Yes for a external cache env variable would help with agents deployed on kubernetes.

@apparentlymart I still want to raise the original problem as I think there is an issue with terraform show cli not picking the TF_DATA_DIR or the TFC_AGENT_DATA_DIR. Outside of the TFC agent terraform show is working fine when the TF_DATA_DIR is set. Difficult to me to check if this is a terraform cli issue or tfc agent issue not passing through the variable value.

TFC agent call terraform cli but is not picking up the TF_DATA_DIR or the TFC_AGENT_DATA_DIR (terraform plan does)

terraform: Running command: cmd="/home/tfc-agent/.tfc-agent/component/terraform/runs/run-z8pbc5jANcbrKQU3/bin/terraform show -json /home/tfc-agent/.tfc-agent/component/terraform/runs/run-z8pbc5jANcbrKQU3/config/terraform.tfplan"

..

terraform.cli: Failed generating plan JSON
2023-03-15T09:24:53.352Z [TRACE] terraform.cli: Exit code: 1
2023-03-15T09:24:53.352Z [TRACE] terraform.cli: 
2023-03-15T09:24:53.352Z [TRACE] terraform.cli: ╷
2023-03-15T09:24:53.352Z [TRACE] terraform.cli: │ Error: registry.terraform.io/hashicorp/azurerm: there is no package for registry.terraform.io/hashicorp/azurerm 3.36.0 cached in .terraform/providers

Trying to pickup the provider from default location

there is no package for registry.terraform.io/hashicorp/azurerm 3.36.0 cached in .terraform/providers
apparentlymart commented 1 year ago

Hi @LaurentLesle,

I understand that you saw this not work but my original point is that it isn't clear that it's even supposed to work because when using a Terraform Cloud Agent it is supposed to be entirely in control of how Terraform CLI gets run, or else your extra settings can break its assumptions about how Terraform CLI ought to behave when running in this situation.

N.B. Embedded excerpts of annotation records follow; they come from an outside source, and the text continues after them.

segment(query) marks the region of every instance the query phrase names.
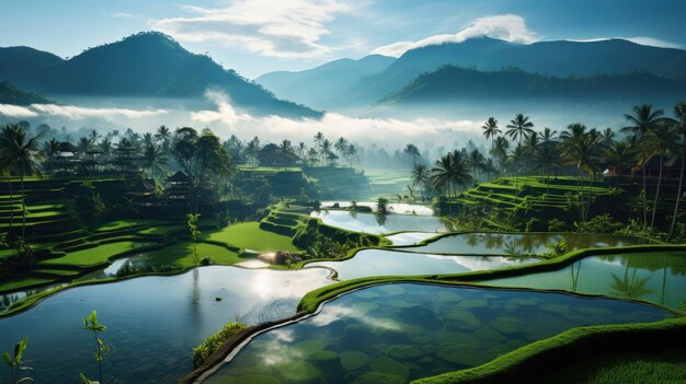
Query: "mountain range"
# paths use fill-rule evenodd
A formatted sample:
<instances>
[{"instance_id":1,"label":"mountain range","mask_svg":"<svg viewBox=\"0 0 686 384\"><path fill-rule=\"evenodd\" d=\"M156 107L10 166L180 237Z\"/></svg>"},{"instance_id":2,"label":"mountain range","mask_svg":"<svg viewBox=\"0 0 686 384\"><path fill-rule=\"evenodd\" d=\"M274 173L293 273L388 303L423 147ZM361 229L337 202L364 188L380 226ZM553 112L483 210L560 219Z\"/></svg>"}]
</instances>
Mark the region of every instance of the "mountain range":
<instances>
[{"instance_id":1,"label":"mountain range","mask_svg":"<svg viewBox=\"0 0 686 384\"><path fill-rule=\"evenodd\" d=\"M358 65L366 61L366 58L346 61L347 66L339 70L357 73L351 70L353 62ZM350 75L345 83L319 89L318 94L294 90L316 86L313 82L321 83L318 77L311 74L322 72L330 63L300 72L267 73L256 81L270 84L268 88L279 96L316 108L331 108L373 105L384 98L393 98L393 94L398 92L407 94L405 88L410 86L412 81L443 66L472 68L490 73L491 75L480 77L483 81L493 80L493 71L507 68L518 68L531 74L547 77L592 77L603 73L618 75L618 80L627 80L621 75L632 71L643 71L664 79L686 77L686 50L644 46L624 39L585 43L558 40L526 45L477 37L461 43L411 49L398 59L387 59L384 63L387 66L376 73L369 74L373 71L369 68L367 74ZM331 71L327 72L330 77L338 75ZM443 80L446 79L446 74L447 72L441 73ZM455 81L451 81L451 84L459 86ZM585 86L592 85L586 82ZM472 83L470 86L473 89L477 84Z\"/></svg>"},{"instance_id":2,"label":"mountain range","mask_svg":"<svg viewBox=\"0 0 686 384\"><path fill-rule=\"evenodd\" d=\"M90 48L68 60L28 47L0 48L0 80L48 95L199 97L215 89L256 115L321 116L276 98L208 56L192 54L156 32Z\"/></svg>"}]
</instances>

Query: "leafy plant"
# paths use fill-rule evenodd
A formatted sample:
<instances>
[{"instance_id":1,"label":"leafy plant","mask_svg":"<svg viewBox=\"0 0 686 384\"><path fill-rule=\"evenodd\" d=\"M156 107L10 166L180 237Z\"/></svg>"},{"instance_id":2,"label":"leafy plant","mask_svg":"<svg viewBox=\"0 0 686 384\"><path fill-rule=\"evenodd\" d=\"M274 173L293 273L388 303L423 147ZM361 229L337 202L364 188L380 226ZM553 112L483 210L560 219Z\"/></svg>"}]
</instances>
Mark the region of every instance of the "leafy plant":
<instances>
[{"instance_id":1,"label":"leafy plant","mask_svg":"<svg viewBox=\"0 0 686 384\"><path fill-rule=\"evenodd\" d=\"M2 353L2 359L4 359L4 362L8 364L8 366L10 368L10 371L12 372L12 382L11 382L12 384L34 382L34 380L28 376L19 379L20 371L33 370L31 366L25 365L24 362L22 361L24 351L26 350L27 346L28 346L28 338L24 337L23 340L14 345L13 357L11 357L10 353L8 352Z\"/></svg>"},{"instance_id":2,"label":"leafy plant","mask_svg":"<svg viewBox=\"0 0 686 384\"><path fill-rule=\"evenodd\" d=\"M93 312L91 312L90 315L83 318L83 327L93 333L93 338L95 340L95 353L93 353L93 357L95 358L95 361L98 362L98 382L96 383L102 383L102 361L105 354L107 353L108 348L105 345L105 342L100 337L98 337L98 333L104 331L106 327L100 324L100 322L98 321L98 312L95 312L94 310ZM81 381L87 380L84 383L91 383L90 381L88 381L88 379L85 379L85 376L82 373L80 373L79 376L81 377Z\"/></svg>"},{"instance_id":3,"label":"leafy plant","mask_svg":"<svg viewBox=\"0 0 686 384\"><path fill-rule=\"evenodd\" d=\"M199 257L197 256L197 237L201 235L201 230L197 228L197 221L201 218L201 213L188 213L186 214L188 221L186 224L188 225L188 232L191 232L191 237L193 238L193 261L197 266L199 264Z\"/></svg>"},{"instance_id":4,"label":"leafy plant","mask_svg":"<svg viewBox=\"0 0 686 384\"><path fill-rule=\"evenodd\" d=\"M218 333L206 338L199 346L193 348L193 366L201 366L227 339L243 329L245 329L245 324L231 322Z\"/></svg>"}]
</instances>

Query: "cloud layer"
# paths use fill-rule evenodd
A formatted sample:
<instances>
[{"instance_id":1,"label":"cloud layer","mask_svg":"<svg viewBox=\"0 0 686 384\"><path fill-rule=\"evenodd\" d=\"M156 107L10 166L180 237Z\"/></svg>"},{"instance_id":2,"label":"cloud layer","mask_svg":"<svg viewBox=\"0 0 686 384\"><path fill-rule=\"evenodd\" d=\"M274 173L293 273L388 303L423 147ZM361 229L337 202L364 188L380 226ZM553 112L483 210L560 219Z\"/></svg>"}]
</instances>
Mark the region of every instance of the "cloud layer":
<instances>
[{"instance_id":1,"label":"cloud layer","mask_svg":"<svg viewBox=\"0 0 686 384\"><path fill-rule=\"evenodd\" d=\"M192 16L149 24L180 40L215 40L277 58L313 58L331 51L319 43L329 33L325 24L352 8L339 0L237 0L225 8L183 9Z\"/></svg>"},{"instance_id":2,"label":"cloud layer","mask_svg":"<svg viewBox=\"0 0 686 384\"><path fill-rule=\"evenodd\" d=\"M321 119L290 119L281 116L254 117L237 112L229 98L218 92L208 92L207 98L217 108L191 113L191 120L213 127L218 135L236 135L241 138L260 136L265 138L289 139L294 142L310 142L322 131L327 137L345 137L357 142L376 142L402 147L408 142L449 143L456 138L460 141L479 139L481 123L468 119L443 120L418 118L401 120L397 118L351 117L338 113L327 113Z\"/></svg>"},{"instance_id":3,"label":"cloud layer","mask_svg":"<svg viewBox=\"0 0 686 384\"><path fill-rule=\"evenodd\" d=\"M454 35L434 35L419 42L398 42L378 47L371 54L400 57L410 49L444 43L461 43L479 36L521 44L530 44L538 38L534 32L527 28L523 18L507 13L476 19Z\"/></svg>"},{"instance_id":4,"label":"cloud layer","mask_svg":"<svg viewBox=\"0 0 686 384\"><path fill-rule=\"evenodd\" d=\"M10 104L0 104L0 115L7 117L27 118L44 116L66 117L78 120L91 117L125 117L125 118L142 118L155 117L169 113L167 109L127 109L127 108L89 108L76 105L57 105L57 104L32 104L30 106L19 106Z\"/></svg>"}]
</instances>

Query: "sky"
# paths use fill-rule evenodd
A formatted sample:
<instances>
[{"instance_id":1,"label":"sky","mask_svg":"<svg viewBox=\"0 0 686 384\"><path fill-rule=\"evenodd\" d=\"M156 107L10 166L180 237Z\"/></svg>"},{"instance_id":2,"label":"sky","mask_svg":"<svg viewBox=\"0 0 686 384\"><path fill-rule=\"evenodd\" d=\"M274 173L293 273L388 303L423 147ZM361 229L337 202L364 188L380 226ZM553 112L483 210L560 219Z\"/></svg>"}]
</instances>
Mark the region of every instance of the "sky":
<instances>
[{"instance_id":1,"label":"sky","mask_svg":"<svg viewBox=\"0 0 686 384\"><path fill-rule=\"evenodd\" d=\"M72 57L160 31L254 79L476 35L524 44L624 37L685 48L684 14L684 0L0 0L0 47Z\"/></svg>"}]
</instances>

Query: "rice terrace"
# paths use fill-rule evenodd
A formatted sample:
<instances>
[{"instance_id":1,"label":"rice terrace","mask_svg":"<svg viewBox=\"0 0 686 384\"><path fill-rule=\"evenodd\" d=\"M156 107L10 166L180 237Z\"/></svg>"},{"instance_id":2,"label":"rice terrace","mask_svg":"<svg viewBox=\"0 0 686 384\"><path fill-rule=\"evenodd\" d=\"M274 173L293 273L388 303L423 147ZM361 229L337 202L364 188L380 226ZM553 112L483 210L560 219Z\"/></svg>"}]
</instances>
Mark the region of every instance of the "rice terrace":
<instances>
[{"instance_id":1,"label":"rice terrace","mask_svg":"<svg viewBox=\"0 0 686 384\"><path fill-rule=\"evenodd\" d=\"M0 5L0 383L686 383L684 14Z\"/></svg>"}]
</instances>

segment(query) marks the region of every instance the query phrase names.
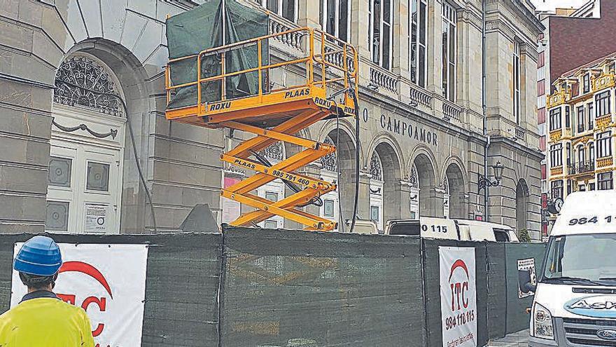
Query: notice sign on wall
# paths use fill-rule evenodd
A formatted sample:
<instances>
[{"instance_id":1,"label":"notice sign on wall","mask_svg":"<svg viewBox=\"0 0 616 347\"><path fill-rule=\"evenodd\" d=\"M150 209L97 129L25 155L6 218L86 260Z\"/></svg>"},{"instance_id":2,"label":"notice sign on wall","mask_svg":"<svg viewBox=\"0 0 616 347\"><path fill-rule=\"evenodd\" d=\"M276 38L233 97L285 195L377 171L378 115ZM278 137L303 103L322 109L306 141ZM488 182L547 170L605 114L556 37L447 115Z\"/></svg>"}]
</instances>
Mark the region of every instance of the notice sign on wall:
<instances>
[{"instance_id":1,"label":"notice sign on wall","mask_svg":"<svg viewBox=\"0 0 616 347\"><path fill-rule=\"evenodd\" d=\"M535 294L534 292L526 286L526 283L531 283L531 285L537 284L537 274L535 271L534 258L518 259L518 299L526 298Z\"/></svg>"},{"instance_id":2,"label":"notice sign on wall","mask_svg":"<svg viewBox=\"0 0 616 347\"><path fill-rule=\"evenodd\" d=\"M439 247L443 347L477 347L475 248Z\"/></svg>"},{"instance_id":3,"label":"notice sign on wall","mask_svg":"<svg viewBox=\"0 0 616 347\"><path fill-rule=\"evenodd\" d=\"M23 243L15 245L13 257ZM82 307L92 322L97 347L141 345L146 298L146 245L58 245L64 264L54 292ZM26 294L13 271L10 307Z\"/></svg>"}]
</instances>

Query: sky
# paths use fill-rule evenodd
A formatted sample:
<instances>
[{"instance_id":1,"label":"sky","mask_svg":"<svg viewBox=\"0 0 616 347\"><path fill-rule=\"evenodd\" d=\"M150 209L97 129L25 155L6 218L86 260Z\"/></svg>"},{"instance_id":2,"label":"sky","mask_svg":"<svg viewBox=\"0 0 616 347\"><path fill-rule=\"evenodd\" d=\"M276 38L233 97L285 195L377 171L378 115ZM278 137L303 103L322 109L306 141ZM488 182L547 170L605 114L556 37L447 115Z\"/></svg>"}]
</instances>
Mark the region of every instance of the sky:
<instances>
[{"instance_id":1,"label":"sky","mask_svg":"<svg viewBox=\"0 0 616 347\"><path fill-rule=\"evenodd\" d=\"M538 11L553 11L555 8L578 8L588 0L531 0Z\"/></svg>"}]
</instances>

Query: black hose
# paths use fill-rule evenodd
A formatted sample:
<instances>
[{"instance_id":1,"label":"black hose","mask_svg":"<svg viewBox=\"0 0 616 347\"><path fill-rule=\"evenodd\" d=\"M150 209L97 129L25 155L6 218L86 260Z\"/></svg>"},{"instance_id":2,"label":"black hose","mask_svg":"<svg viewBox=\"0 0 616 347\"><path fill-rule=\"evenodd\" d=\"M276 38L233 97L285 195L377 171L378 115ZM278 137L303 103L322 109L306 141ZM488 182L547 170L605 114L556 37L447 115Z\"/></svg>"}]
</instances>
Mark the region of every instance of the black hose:
<instances>
[{"instance_id":1,"label":"black hose","mask_svg":"<svg viewBox=\"0 0 616 347\"><path fill-rule=\"evenodd\" d=\"M359 200L359 102L355 90L349 88L351 95L353 96L353 103L355 106L355 202L353 204L353 220L351 222L350 233L355 229L355 221L357 219L357 205Z\"/></svg>"},{"instance_id":2,"label":"black hose","mask_svg":"<svg viewBox=\"0 0 616 347\"><path fill-rule=\"evenodd\" d=\"M355 95L355 90L352 88L349 87L344 90L338 91L334 93L332 96L329 97L328 100L330 100L334 102L334 104L336 108L336 148L339 148L340 145L340 109L338 107L338 104L336 102L335 100L337 95L342 94L343 93L351 93L351 96L353 97L353 103L355 105L355 197L354 201L353 203L353 216L352 219L351 221L351 229L349 231L349 233L353 233L353 230L355 229L355 222L357 219L357 207L358 203L359 200L359 102L357 100L357 95ZM340 161L339 160L340 156L336 154L336 166L337 166L337 174L338 177L338 186L340 184ZM338 213L340 216L340 219L342 219L342 196L338 194ZM344 232L344 221L342 221L342 229Z\"/></svg>"},{"instance_id":3,"label":"black hose","mask_svg":"<svg viewBox=\"0 0 616 347\"><path fill-rule=\"evenodd\" d=\"M132 130L132 125L130 123L130 116L128 114L128 107L126 107L126 103L124 102L124 100L120 95L118 95L116 94L86 89L80 86L77 86L76 84L73 84L69 82L66 82L64 81L62 81L62 83L73 88L78 88L87 92L90 92L93 94L98 94L99 95L104 95L113 97L119 101L120 104L122 104L122 109L124 109L124 114L126 116L126 123L128 123L128 133L130 137L130 142L132 144L132 151L133 154L134 154L135 163L137 166L137 172L139 175L139 180L144 186L144 190L146 191L146 196L147 196L148 198L148 202L150 203L150 211L152 213L152 224L153 224L153 226L154 227L154 232L158 232L158 229L156 225L156 216L154 215L154 204L152 203L152 196L150 194L150 189L148 189L148 185L146 184L146 179L144 176L144 171L143 170L141 170L141 164L139 162L139 158L137 157L137 146L135 144L134 132Z\"/></svg>"}]
</instances>

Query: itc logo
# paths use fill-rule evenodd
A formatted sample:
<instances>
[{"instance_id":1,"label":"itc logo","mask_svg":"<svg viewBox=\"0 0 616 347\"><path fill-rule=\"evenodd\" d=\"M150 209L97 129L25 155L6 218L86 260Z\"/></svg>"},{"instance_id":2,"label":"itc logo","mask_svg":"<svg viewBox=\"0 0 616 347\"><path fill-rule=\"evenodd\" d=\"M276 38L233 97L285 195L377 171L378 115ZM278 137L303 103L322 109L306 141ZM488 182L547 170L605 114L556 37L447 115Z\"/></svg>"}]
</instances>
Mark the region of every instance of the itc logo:
<instances>
[{"instance_id":1,"label":"itc logo","mask_svg":"<svg viewBox=\"0 0 616 347\"><path fill-rule=\"evenodd\" d=\"M83 261L66 261L62 264L62 267L60 268L58 273L64 272L78 272L92 277L103 286L105 291L109 294L109 298L111 299L113 299L113 295L111 294L111 288L109 287L109 284L107 283L105 276L92 265ZM78 297L74 294L57 294L57 296L65 302L71 305L76 306L79 302L78 299L81 300L81 298ZM79 306L86 311L88 311L92 305L95 306L93 309L98 309L101 312L105 312L107 307L107 298L106 297L87 297L80 302L81 304ZM92 332L92 336L96 337L100 335L104 329L105 325L103 323L99 323L97 325L96 329Z\"/></svg>"},{"instance_id":2,"label":"itc logo","mask_svg":"<svg viewBox=\"0 0 616 347\"><path fill-rule=\"evenodd\" d=\"M459 280L463 276L461 274L456 276L456 280L451 282L454 272L458 268L463 271L463 275L465 276L465 279L462 278ZM468 298L467 297L467 292L468 292L468 268L466 266L466 263L462 259L456 260L454 262L454 265L451 266L451 270L449 271L449 286L451 289L451 312L467 308L468 307Z\"/></svg>"}]
</instances>

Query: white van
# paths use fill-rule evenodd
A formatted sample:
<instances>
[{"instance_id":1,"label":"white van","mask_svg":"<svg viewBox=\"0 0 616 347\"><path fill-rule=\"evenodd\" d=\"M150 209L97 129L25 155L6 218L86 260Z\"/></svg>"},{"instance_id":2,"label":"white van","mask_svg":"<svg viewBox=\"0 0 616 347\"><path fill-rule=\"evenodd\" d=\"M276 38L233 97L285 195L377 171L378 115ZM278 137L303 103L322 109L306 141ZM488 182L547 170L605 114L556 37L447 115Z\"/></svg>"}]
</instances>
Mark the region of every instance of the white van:
<instances>
[{"instance_id":1,"label":"white van","mask_svg":"<svg viewBox=\"0 0 616 347\"><path fill-rule=\"evenodd\" d=\"M385 233L421 236L427 238L461 241L518 241L513 229L506 225L468 219L424 217L419 219L387 221Z\"/></svg>"},{"instance_id":2,"label":"white van","mask_svg":"<svg viewBox=\"0 0 616 347\"><path fill-rule=\"evenodd\" d=\"M530 347L616 346L616 191L567 197L538 272Z\"/></svg>"}]
</instances>

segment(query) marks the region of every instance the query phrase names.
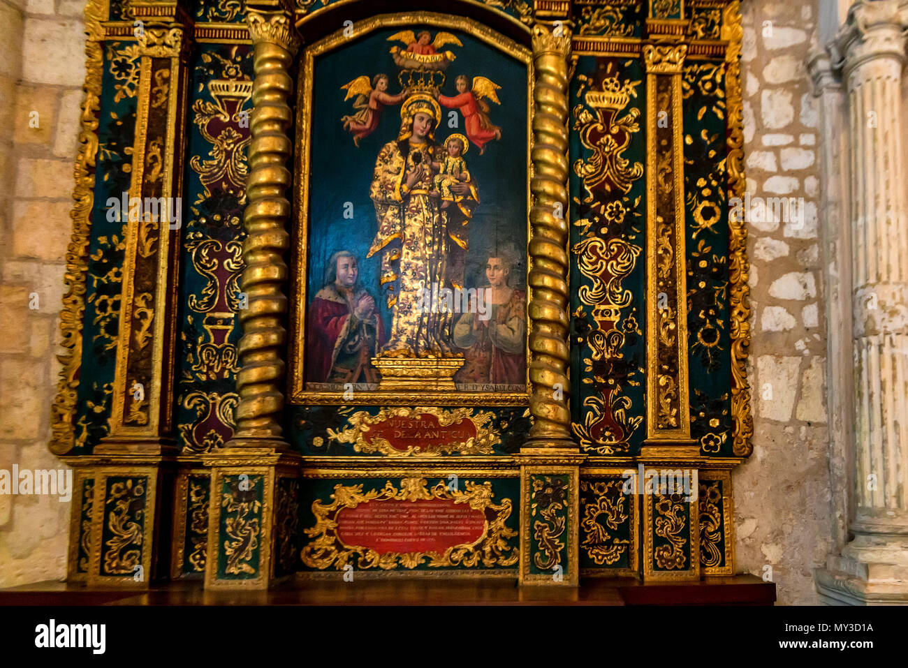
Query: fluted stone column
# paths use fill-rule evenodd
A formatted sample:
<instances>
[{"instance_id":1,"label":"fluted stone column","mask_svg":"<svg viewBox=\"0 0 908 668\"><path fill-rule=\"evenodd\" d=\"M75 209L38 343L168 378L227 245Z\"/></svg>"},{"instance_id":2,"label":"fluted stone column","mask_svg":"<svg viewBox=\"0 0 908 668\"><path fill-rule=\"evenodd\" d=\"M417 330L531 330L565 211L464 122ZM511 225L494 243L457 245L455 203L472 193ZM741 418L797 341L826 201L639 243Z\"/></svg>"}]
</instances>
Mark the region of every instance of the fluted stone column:
<instances>
[{"instance_id":1,"label":"fluted stone column","mask_svg":"<svg viewBox=\"0 0 908 668\"><path fill-rule=\"evenodd\" d=\"M851 261L839 278L854 319L854 537L816 573L821 598L834 604L908 604L906 25L905 0L860 0L827 47L845 95L850 146L838 167L848 180L841 231Z\"/></svg>"}]
</instances>

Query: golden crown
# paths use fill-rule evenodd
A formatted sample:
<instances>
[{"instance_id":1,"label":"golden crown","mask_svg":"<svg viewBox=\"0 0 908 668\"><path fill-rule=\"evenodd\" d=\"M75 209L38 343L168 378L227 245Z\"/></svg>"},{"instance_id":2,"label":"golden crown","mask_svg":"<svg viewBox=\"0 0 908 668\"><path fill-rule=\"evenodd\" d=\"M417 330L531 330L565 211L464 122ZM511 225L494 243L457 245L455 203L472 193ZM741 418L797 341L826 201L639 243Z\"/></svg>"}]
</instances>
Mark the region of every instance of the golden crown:
<instances>
[{"instance_id":1,"label":"golden crown","mask_svg":"<svg viewBox=\"0 0 908 668\"><path fill-rule=\"evenodd\" d=\"M624 109L630 102L630 96L636 96L634 84L631 82L622 84L617 76L602 81L601 91L587 91L585 100L594 109Z\"/></svg>"}]
</instances>

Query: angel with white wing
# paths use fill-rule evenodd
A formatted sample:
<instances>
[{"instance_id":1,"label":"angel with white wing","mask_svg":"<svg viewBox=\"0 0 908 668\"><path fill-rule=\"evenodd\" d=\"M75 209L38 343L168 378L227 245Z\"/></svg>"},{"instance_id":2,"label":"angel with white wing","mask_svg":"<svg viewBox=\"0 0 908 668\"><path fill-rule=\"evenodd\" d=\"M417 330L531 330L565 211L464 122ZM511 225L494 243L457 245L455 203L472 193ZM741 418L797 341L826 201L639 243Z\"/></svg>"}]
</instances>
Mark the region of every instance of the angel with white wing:
<instances>
[{"instance_id":1,"label":"angel with white wing","mask_svg":"<svg viewBox=\"0 0 908 668\"><path fill-rule=\"evenodd\" d=\"M388 82L388 74L376 74L370 84L369 77L363 74L340 86L341 90L347 91L345 102L356 95L353 108L358 111L340 119L343 129L353 134L353 143L356 146L360 145L360 139L368 137L379 126L382 109L390 104L400 104L407 97L406 90L396 95L389 94Z\"/></svg>"},{"instance_id":2,"label":"angel with white wing","mask_svg":"<svg viewBox=\"0 0 908 668\"><path fill-rule=\"evenodd\" d=\"M474 76L472 85L469 79L460 74L455 82L458 94L453 97L439 95L439 102L449 109L459 109L463 114L464 132L469 141L479 149L479 155L486 150L486 144L501 139L501 128L489 120L489 103L491 100L500 104L495 93L501 86L484 76Z\"/></svg>"}]
</instances>

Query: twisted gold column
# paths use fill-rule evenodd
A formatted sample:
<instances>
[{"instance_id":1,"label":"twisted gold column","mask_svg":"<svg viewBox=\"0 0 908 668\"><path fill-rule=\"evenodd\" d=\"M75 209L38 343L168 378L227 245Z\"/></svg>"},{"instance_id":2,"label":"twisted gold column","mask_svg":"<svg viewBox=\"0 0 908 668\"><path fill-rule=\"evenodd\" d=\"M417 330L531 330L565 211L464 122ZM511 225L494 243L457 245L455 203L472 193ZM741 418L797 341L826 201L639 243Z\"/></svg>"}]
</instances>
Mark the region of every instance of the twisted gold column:
<instances>
[{"instance_id":1,"label":"twisted gold column","mask_svg":"<svg viewBox=\"0 0 908 668\"><path fill-rule=\"evenodd\" d=\"M241 440L247 438L257 443L262 438L273 439L282 444L284 398L281 384L287 339L282 323L287 312L283 286L288 274L283 253L290 242L286 230L290 201L284 192L291 181L285 163L291 154L287 131L291 123L287 97L293 86L289 72L299 42L284 13L250 12L246 21L254 47L255 70L248 204L243 218L247 236L242 259L246 268L241 277L248 308L240 312L243 332L237 377L240 405L232 445L252 445Z\"/></svg>"},{"instance_id":2,"label":"twisted gold column","mask_svg":"<svg viewBox=\"0 0 908 668\"><path fill-rule=\"evenodd\" d=\"M572 447L568 365L568 54L570 31L533 27L528 446Z\"/></svg>"}]
</instances>

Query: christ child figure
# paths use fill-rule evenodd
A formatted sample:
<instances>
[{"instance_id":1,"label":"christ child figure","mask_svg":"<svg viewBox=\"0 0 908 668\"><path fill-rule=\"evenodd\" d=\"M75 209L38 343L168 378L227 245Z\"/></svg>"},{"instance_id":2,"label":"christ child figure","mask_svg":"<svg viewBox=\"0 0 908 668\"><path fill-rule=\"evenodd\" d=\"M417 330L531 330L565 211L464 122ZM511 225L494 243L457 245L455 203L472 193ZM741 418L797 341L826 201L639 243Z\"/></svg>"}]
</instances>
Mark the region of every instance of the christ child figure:
<instances>
[{"instance_id":1,"label":"christ child figure","mask_svg":"<svg viewBox=\"0 0 908 668\"><path fill-rule=\"evenodd\" d=\"M462 134L452 134L445 142L447 154L439 162L432 162L432 169L438 173L432 179L432 185L441 195L441 208L447 209L452 201L463 199L462 195L455 195L451 186L469 181L469 172L467 171L467 161L463 154L467 152L469 144Z\"/></svg>"}]
</instances>

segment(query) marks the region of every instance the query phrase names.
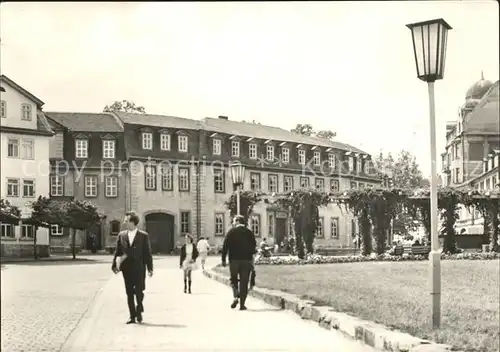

When configuring the agent you should consider it to be a closed box and only use the agent's own documented environment variables to configure it. The fact that it's directly running Terraform CLI with particular arguments and environment variables set is an implementation detail that is subject to change at any time.

I reclassified this as a feature request because you want the agent to do something it doesn't currently support. I would not recommend trying to trick it into doing what you want despite the lack of a feature because that seems likely to cause you to be broken in future if the details of how the agent runs Terraform Core change in some way that overrides your unsupported workaround.